Role of TbRRM1 in transcriptional regulation in T. brucei

SÁNCHEZ, DO; NÍTTOLO, AG; LEVY, GV; BAÑUELOS, C

Congreso; XXXI Molecular Parasitology Meeting; 2020

Genetics Society of America

Since transcription in trypanosomatids is polycistronic, regulation of gene expression occurs mainly at the post-transcriptional level mediated by RNA binding proteins (RBPs). In our lab we focus on elucidating the function of the RBP TbRRM1 of T. brucei. Previously, we have demonstrated that TbRRM1 is essential for survival in procyclic and bloodstream form stages since its silencing affects the parasite growth curve, produces aberrant phenotypes and promotes cell death by a mechanism compatible with apoptosis. On the other hand, RNA-Seq assays carried out in procyclic cells by Roditi´s lab showed that levels of 1/3 of the transcripts decreased after TbRRM1 depletion and many of them proceed from genes located in a particular region of chromosome 9. These authors also suggested that TbRRM1 could be a chromatin remodeler since the increase of H3 occupancy observed after TbRRM1 depletion. Results from our lab, indicated that TbRRM1 depletion affects RNA Pol II transcription-elongation rate and leads to compacted chromatin in a polycistronic transcription unit located in the same chromosome.In the present work we showed that TbRRM1 is both recruited to chromatin and to specific RNAs.
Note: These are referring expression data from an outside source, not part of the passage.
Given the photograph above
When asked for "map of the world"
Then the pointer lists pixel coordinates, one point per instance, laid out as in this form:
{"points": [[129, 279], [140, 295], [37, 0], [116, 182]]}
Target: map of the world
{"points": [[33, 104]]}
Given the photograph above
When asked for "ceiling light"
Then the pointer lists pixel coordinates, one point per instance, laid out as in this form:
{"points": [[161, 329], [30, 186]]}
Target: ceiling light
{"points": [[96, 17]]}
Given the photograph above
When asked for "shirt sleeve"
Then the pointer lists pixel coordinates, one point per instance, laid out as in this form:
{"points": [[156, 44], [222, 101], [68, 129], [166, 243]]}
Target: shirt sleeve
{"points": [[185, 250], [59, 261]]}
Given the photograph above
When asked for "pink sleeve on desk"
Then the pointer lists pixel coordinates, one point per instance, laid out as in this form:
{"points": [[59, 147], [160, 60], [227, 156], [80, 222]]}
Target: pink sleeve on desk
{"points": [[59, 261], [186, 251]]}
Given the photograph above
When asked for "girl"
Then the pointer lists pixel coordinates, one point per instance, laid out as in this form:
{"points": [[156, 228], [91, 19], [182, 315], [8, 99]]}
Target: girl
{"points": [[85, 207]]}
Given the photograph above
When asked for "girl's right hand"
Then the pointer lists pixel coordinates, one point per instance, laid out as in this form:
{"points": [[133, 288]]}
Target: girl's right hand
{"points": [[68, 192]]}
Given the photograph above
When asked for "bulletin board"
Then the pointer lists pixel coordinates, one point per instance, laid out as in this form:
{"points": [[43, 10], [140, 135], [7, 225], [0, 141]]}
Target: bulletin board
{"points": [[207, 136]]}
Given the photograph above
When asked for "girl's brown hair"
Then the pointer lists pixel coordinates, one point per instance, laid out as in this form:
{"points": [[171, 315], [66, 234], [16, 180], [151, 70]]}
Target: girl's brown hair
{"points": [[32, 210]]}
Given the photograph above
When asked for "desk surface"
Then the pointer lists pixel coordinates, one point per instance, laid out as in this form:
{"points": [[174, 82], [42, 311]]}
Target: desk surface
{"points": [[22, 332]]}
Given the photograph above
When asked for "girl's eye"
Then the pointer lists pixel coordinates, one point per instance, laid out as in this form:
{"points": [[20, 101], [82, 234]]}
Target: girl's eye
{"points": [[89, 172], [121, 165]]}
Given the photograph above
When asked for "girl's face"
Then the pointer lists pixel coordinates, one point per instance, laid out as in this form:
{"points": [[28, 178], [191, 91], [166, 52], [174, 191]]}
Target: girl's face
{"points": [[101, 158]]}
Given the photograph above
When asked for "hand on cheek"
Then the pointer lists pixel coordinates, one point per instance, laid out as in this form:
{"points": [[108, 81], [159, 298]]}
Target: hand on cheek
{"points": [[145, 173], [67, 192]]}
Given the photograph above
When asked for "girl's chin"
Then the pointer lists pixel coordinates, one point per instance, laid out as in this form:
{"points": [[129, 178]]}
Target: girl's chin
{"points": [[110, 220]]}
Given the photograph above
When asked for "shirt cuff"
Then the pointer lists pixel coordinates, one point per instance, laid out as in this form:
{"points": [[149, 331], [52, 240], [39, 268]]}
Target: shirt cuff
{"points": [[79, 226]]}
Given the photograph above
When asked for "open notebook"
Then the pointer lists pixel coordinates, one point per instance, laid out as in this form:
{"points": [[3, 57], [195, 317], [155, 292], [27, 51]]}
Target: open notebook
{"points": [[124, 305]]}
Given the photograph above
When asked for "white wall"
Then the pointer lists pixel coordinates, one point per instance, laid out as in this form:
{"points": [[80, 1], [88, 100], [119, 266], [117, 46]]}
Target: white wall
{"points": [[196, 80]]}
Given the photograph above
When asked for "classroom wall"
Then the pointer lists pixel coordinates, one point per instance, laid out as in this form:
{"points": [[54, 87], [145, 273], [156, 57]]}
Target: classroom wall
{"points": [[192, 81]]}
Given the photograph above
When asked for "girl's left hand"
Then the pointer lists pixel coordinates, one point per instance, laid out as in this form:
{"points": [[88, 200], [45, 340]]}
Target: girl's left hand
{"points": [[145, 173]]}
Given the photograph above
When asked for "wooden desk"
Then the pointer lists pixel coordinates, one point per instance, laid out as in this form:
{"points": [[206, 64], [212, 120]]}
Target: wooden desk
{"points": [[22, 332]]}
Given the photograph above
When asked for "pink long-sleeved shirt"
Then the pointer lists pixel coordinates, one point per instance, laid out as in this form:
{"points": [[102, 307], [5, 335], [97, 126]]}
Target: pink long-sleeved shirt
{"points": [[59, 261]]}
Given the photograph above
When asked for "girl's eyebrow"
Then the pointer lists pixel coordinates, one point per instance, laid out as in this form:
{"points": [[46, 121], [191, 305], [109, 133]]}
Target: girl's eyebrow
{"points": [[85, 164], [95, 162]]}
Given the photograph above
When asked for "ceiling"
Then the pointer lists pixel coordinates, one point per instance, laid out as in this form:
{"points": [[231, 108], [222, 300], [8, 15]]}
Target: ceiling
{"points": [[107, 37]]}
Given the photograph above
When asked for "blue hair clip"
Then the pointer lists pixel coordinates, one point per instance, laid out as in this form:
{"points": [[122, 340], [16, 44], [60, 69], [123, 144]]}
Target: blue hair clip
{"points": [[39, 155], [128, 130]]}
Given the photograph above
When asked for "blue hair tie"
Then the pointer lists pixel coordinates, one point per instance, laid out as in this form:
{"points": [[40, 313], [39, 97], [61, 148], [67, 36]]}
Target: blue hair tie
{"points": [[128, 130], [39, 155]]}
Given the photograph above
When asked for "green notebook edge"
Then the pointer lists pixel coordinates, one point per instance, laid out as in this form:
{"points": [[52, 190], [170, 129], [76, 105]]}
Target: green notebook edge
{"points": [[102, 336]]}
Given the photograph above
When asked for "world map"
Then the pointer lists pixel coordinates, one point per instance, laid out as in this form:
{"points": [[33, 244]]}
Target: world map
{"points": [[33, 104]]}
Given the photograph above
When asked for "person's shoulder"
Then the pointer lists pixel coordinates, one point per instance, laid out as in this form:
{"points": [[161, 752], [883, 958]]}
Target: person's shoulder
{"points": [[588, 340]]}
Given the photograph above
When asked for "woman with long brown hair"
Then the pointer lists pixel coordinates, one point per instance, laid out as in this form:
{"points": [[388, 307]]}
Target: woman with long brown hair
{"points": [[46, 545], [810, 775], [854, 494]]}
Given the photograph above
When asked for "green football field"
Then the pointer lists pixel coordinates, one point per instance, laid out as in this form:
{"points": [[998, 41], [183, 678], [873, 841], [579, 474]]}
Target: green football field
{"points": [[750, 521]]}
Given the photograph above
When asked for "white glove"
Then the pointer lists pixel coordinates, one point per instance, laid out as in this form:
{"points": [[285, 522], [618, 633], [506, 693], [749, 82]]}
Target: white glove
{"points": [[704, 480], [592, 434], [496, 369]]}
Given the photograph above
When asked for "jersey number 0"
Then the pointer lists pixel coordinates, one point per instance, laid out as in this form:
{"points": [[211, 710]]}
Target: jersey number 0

In addition, we characterized TbRRM1 binding properties in the presence of RNAse A, RNAse H and Actinomycin D. Because our results suggested that TbRRM1 binds DNA-RNA hybrids, we decided to study the formation of R-loops in TbRRM1 depleted parasites by immunofluorescence with the S9.6 antibody. These experiments showed a significant increase in the number of positive intranuclear dots, thus suggesting that TbRRM1 prevents R-loops accumulation.Altogether, our results suggest that RNA Pol II transcription-elongation impairment, induced by TbRRM1 depletion, might be a consequence of R-loops accumulation.